Victor Sjöström
(09/20/1879 - 01/03/1960)

Victor David Sjöström (Victor Seastrom) undisputedly is the father of Swedish film and ranks as one of the masters of world cinema. His influence lives on in the work of 'Ingmar Bergman" and all those directors, both Swedish and international, influenced by his work and the works of directors whom he himself influenced.

The teenager became an actor and then director. The Swedish motion picture production company Svenska Bio hired him and fellow stage director Mauritz Stiller to helm pictures, and between 1912 and 1915, he directed 31 films. (Only three of the 31 movies still survive. He directed "Ingeborg Holm" (1913), which is considered the first classic of Swedish cinema.

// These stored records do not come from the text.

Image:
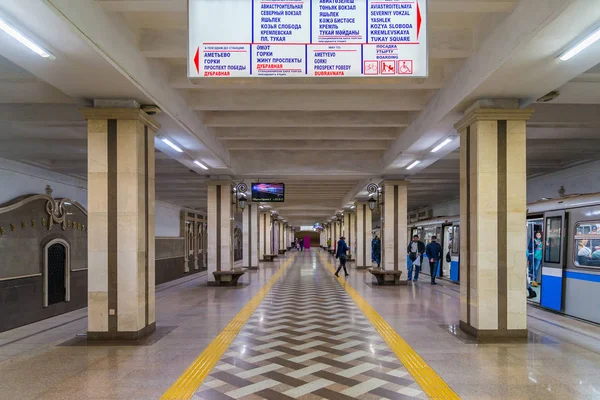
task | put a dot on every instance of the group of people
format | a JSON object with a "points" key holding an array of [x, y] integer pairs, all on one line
{"points": [[298, 244], [416, 250]]}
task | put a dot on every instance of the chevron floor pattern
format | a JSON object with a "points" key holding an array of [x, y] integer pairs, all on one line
{"points": [[308, 340]]}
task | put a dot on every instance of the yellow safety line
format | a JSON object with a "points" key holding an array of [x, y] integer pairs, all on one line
{"points": [[431, 383], [187, 384]]}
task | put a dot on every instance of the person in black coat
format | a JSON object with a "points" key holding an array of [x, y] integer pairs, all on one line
{"points": [[342, 248], [434, 254], [415, 250]]}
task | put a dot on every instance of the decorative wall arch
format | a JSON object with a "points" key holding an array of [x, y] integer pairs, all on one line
{"points": [[67, 267]]}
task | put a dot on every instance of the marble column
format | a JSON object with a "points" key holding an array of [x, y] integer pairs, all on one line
{"points": [[220, 246], [121, 300], [493, 220], [264, 233], [394, 227], [364, 227], [282, 237], [350, 233], [250, 236]]}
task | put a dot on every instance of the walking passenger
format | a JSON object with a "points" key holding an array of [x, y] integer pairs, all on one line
{"points": [[434, 253], [342, 248], [376, 251], [415, 251]]}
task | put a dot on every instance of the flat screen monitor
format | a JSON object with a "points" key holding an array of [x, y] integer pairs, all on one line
{"points": [[268, 192]]}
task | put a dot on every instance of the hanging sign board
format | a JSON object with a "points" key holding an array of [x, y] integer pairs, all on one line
{"points": [[307, 38]]}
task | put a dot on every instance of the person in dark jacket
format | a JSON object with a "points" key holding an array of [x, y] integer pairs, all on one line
{"points": [[376, 251], [342, 248], [434, 254], [415, 251]]}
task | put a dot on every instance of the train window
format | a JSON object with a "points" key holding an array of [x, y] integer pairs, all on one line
{"points": [[456, 240], [553, 239], [587, 244]]}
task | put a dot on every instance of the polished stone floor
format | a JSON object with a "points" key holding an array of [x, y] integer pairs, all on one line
{"points": [[47, 360]]}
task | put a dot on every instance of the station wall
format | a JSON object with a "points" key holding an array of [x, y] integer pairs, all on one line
{"points": [[28, 230]]}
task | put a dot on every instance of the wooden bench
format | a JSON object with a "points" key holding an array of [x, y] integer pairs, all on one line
{"points": [[385, 277], [228, 278]]}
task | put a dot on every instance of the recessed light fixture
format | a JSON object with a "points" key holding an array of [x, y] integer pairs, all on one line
{"points": [[414, 164], [579, 47], [198, 163], [439, 146], [171, 145], [37, 49]]}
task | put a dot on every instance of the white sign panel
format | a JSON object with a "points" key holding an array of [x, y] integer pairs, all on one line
{"points": [[307, 38]]}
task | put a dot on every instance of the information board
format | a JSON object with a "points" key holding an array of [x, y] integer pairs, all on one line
{"points": [[307, 38]]}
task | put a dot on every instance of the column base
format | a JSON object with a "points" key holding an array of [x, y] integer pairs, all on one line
{"points": [[119, 336], [494, 335]]}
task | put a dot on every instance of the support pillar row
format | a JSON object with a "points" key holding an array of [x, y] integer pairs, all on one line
{"points": [[121, 223], [493, 220]]}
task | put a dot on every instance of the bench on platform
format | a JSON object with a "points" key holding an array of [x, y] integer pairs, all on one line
{"points": [[228, 278], [385, 277]]}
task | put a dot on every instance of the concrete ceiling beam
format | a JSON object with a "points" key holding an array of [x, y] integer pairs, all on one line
{"points": [[308, 145], [334, 119], [263, 134], [303, 100]]}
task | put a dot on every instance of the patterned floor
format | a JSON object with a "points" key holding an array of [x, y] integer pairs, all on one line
{"points": [[308, 340]]}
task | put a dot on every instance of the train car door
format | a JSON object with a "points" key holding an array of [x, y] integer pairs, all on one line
{"points": [[553, 261]]}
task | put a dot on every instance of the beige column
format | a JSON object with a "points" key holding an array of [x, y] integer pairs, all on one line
{"points": [[364, 226], [121, 222], [493, 219], [220, 254], [350, 232], [282, 230], [264, 233], [394, 227], [250, 236]]}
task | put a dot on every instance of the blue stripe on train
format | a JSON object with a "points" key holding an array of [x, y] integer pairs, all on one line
{"points": [[552, 292]]}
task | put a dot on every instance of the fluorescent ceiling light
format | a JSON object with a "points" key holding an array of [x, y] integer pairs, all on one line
{"points": [[588, 41], [23, 40], [439, 146], [198, 163], [414, 164], [172, 145]]}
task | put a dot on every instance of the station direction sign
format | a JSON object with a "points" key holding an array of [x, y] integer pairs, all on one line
{"points": [[307, 38]]}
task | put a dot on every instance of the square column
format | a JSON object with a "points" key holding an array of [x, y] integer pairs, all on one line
{"points": [[264, 235], [364, 227], [121, 223], [493, 220], [250, 236], [350, 232], [394, 227], [282, 238], [220, 246]]}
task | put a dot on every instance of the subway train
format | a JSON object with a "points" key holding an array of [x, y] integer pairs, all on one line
{"points": [[563, 253]]}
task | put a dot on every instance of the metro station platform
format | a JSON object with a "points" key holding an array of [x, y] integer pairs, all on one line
{"points": [[293, 330]]}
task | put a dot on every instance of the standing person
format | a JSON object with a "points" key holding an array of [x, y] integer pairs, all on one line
{"points": [[415, 251], [535, 250], [342, 248], [434, 253], [376, 250]]}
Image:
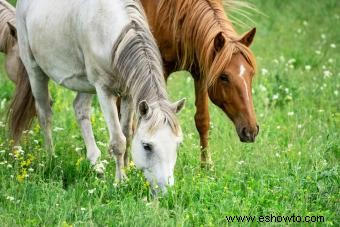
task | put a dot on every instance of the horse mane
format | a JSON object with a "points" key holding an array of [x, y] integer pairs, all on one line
{"points": [[7, 14], [195, 24], [136, 58]]}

His 1920 film "The Phantom Carriage" (a.k.a. "Thy Soul Shall Bear Witness") was an internationally acclaimed masterpiece, and the Goldwyn Studio hired him to direct "Name the Man' (1924). Sjöström's name was changed to "Victor Seastrom" and he became a major American director, a proto-'David Lean' (QV) who was renowned for balancing artistic expression with a concern for what would play at the box office. The first M.G.M. film was the Lon Chaney melodrama "He Who Gets Slapped" (1924), directed by Seastrom. It was not only a critical success but a huge hit, getting the new studio off onto a sound footing.

In his career he directed 55 films and acted in 44 films from 1912 to 1957.